Sunday, March 15, 2009
A cutely worded article in The London Times reminds that, yes, even royalty must succumb to the rules of The Galapagos, as Prince Charles and his wife arrive for a tour of South America and are thoroughly fumigated before deplaning, so as to prevent any hitchhiking organisms or pathogens from further contributing to invasive species problems that plague the islands.
Thursday, March 05, 2009
Attendees at Aquarama 2009, this year's International Ornamental Fish and Accessories Exhibition, will be treated to a special one-day conference about invasive species organized by the trade association Ornamental Fish International.
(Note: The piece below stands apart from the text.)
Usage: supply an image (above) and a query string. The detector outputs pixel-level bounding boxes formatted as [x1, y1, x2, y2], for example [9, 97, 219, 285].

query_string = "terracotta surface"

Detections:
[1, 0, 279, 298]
The conference will feature speakers from across the world, covering topics from the aquarium industry as an invasive species pathway to the approach that different coutnries take to dealing with invaders. The bad news (for me anyway) - Aquarama is all the way in Singapore. If you're in the neighborhood or up for the flight, register here.
Tuesday, March 03, 2009
The United Nations Environment Programme (UNEP) is hosting an "Ask Today's Expert" forum that aims to bring the environment into the public consciousness. As luck would have it, today and tomorrow feature invasive species expert Michael Browne, eagerly awaiting your queries about the "Role of Information Exchange for Effective Responses to Biological Invasions." Go on, go ask him a question!
Update: Mr. Browne's time as an UNEP expert was brief, but fear not - you can view all the questions plus his responses here.